In proclaiming that “the thing speaks for itself,” Mangwana relies on a dangerous, superficial conflation of absolute power with popular legitimacy.
History, however, has already given us a tragic masterclass in how a parliament, reduced to a rubber-stamp chamber, can be used to construct a tyranny through the very mechanisms of democracy.
If we are to talk about parliamentary landslides that birthed dictatorship, we must look at Germany on March 23, 1933.
On that day, the German parliament passed the Enabling Act, officially turning Adolf Hitler into a tyrant.
Through a vote of 444 to 94, the legislators themselves handed him absolute power and destroyed their own democracy.
By the logic of Mangwana’s definition, that is an overwhelming landslide.

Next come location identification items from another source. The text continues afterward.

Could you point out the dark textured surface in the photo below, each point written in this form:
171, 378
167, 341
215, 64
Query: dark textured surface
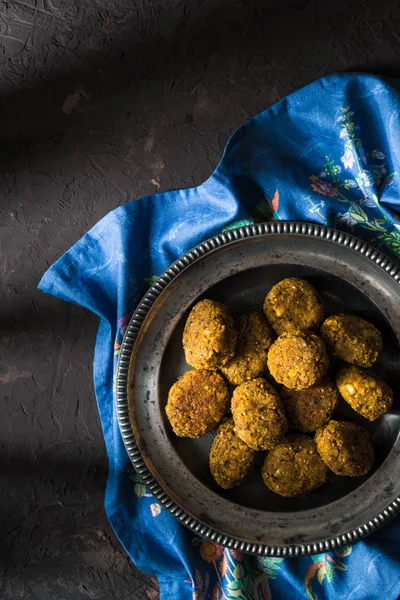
101, 102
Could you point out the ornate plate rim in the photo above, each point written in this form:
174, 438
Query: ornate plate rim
122, 376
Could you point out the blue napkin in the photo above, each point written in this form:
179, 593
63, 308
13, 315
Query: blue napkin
328, 154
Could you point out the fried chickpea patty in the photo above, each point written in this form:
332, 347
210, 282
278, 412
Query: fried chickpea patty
294, 467
293, 305
346, 448
255, 336
367, 394
231, 460
352, 339
196, 403
258, 414
209, 337
297, 360
308, 410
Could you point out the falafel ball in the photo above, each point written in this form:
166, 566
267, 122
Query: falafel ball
196, 403
294, 467
293, 305
258, 414
308, 410
366, 393
352, 339
298, 360
209, 337
255, 335
346, 448
231, 460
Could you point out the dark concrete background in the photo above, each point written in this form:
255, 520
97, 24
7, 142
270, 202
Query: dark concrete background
102, 102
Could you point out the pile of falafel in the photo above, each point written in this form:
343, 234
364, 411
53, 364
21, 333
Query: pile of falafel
282, 342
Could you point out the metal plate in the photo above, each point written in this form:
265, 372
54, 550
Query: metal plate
238, 268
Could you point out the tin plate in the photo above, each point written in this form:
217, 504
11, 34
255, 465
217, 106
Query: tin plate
238, 268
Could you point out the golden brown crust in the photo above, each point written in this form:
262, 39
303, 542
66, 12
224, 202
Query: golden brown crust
308, 410
293, 305
209, 337
294, 467
298, 360
365, 392
346, 448
352, 339
258, 414
255, 336
196, 403
231, 460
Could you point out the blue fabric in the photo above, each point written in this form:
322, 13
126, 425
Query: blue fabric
328, 154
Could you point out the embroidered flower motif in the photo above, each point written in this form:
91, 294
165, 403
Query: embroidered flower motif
210, 552
155, 510
365, 179
322, 187
347, 159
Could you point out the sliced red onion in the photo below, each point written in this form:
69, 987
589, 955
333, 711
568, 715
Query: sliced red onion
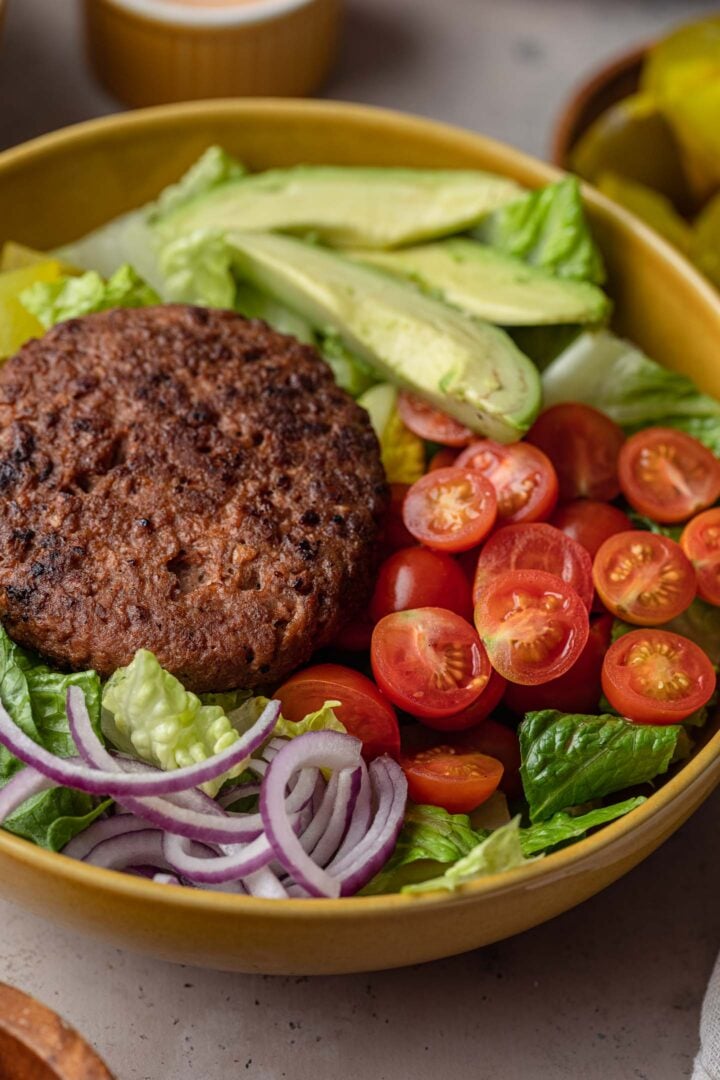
185, 860
21, 787
349, 782
80, 846
144, 848
328, 750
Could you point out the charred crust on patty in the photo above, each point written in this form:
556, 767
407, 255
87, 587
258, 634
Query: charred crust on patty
186, 481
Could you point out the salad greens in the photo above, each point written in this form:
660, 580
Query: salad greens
568, 759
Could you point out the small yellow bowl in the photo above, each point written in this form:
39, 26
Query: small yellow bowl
151, 52
59, 186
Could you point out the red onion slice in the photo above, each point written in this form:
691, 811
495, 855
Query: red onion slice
81, 846
328, 750
19, 788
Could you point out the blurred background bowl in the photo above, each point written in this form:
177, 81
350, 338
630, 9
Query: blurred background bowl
150, 52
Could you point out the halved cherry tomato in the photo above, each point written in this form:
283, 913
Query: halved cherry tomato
583, 444
668, 475
579, 689
394, 534
522, 476
643, 578
534, 547
430, 423
701, 542
533, 624
443, 459
450, 509
589, 523
429, 661
364, 711
418, 577
355, 635
499, 741
444, 777
652, 676
474, 714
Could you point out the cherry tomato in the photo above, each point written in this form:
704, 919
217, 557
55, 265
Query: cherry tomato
430, 423
450, 509
522, 476
533, 625
474, 714
579, 689
652, 676
444, 777
589, 523
418, 577
643, 578
429, 661
701, 542
355, 635
499, 741
443, 459
395, 535
583, 444
364, 711
534, 547
668, 475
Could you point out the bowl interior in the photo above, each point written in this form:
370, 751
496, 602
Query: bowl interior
63, 185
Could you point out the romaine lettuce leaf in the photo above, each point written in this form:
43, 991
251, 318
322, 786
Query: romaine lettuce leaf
612, 375
570, 759
493, 854
430, 838
70, 297
148, 713
547, 228
564, 826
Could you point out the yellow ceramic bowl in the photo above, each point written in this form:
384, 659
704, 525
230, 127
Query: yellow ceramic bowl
148, 52
63, 185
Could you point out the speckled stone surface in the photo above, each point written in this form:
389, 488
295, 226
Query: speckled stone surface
609, 991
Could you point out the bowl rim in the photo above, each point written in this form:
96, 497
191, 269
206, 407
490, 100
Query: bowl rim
533, 874
171, 13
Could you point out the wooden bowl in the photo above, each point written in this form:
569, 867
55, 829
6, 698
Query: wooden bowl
606, 86
63, 185
37, 1044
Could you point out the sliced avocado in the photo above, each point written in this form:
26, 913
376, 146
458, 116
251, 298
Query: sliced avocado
463, 366
348, 206
494, 286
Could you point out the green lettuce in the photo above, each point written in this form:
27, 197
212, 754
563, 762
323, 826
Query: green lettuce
501, 850
570, 759
565, 826
612, 375
430, 838
547, 228
70, 297
35, 699
148, 713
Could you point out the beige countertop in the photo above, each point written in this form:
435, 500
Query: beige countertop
608, 991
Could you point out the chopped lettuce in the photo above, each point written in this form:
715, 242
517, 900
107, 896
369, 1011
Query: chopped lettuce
496, 853
547, 228
148, 713
570, 759
565, 826
612, 375
73, 296
35, 698
403, 453
430, 838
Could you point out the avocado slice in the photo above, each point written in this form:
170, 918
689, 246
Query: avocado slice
347, 206
463, 366
494, 286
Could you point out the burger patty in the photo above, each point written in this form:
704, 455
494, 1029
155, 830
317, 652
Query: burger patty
185, 481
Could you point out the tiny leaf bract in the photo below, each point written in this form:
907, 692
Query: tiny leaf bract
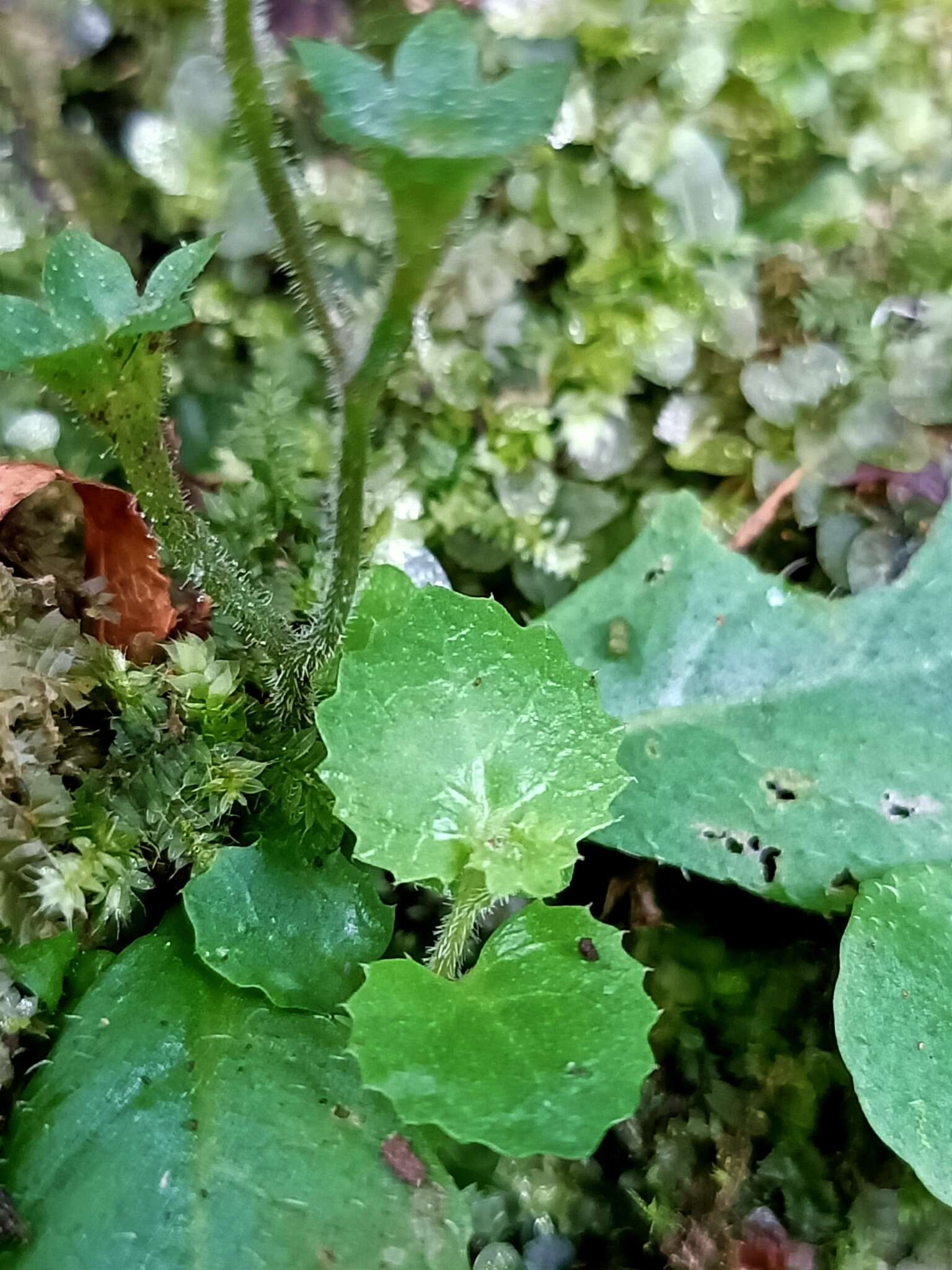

Yet, no sane person looks back at that moment as a triumph of democratic consensus.
It was the legal suicide of a republic, showing that even Hitler was made into a tyrant by a landslide vote in a compromised parliament.
To measure the health of a democracy by the lopsidedness of a parliamentary vote, as the permanent secretary attempts to do, is a profound fallacy.
It deliberately confuses the actions of a whipped, insulated political class with the actual will of the sovereign citizens.
A genuine progressive step in fostering democracy requires that fundamental alterations to the supreme law of the land be taken directly to the people through a referendum.
When a government avoids the public and chooses instead to fast-track structural constitutional changes through a compromised legislature, it reveals a deep-seated fear of its own electorate.
The reality behind Mangwana’s celebrated numbers is rarely found in shared conviction; it is found in structural coercion and political patronage.
Modern legislators in a captured system do not vote with their conscience or the interests of their constituents foremost in mind.
They operate under the crushing weight of a party whipping system where dissent means political exile, or they are swayed by the quiet allure of “gifts” and privileges dangled by politically connected individuals.
When members of parliament are either terrified of their party masters or bought by executive largesse, the lopsided numbers they produce do not represent a popular mandate.
They represent a transaction.
A parliament that operates under these conditions ceases to be a shield for the citizens and instead becomes an acute danger to the nation.
Mangwana boasts of a landslide as if it proves the righteousness of the bill, but history warns us of the exact opposite.
When the guardrails of accountability are dismantled from within, democracy is effectively weaponized to endorse authoritarianism.
A landslide in a captured chamber is not a sign of a robust state.
It is the ultimate warning sign that the institutions designed to protect freedom are being used to entrench absolute control.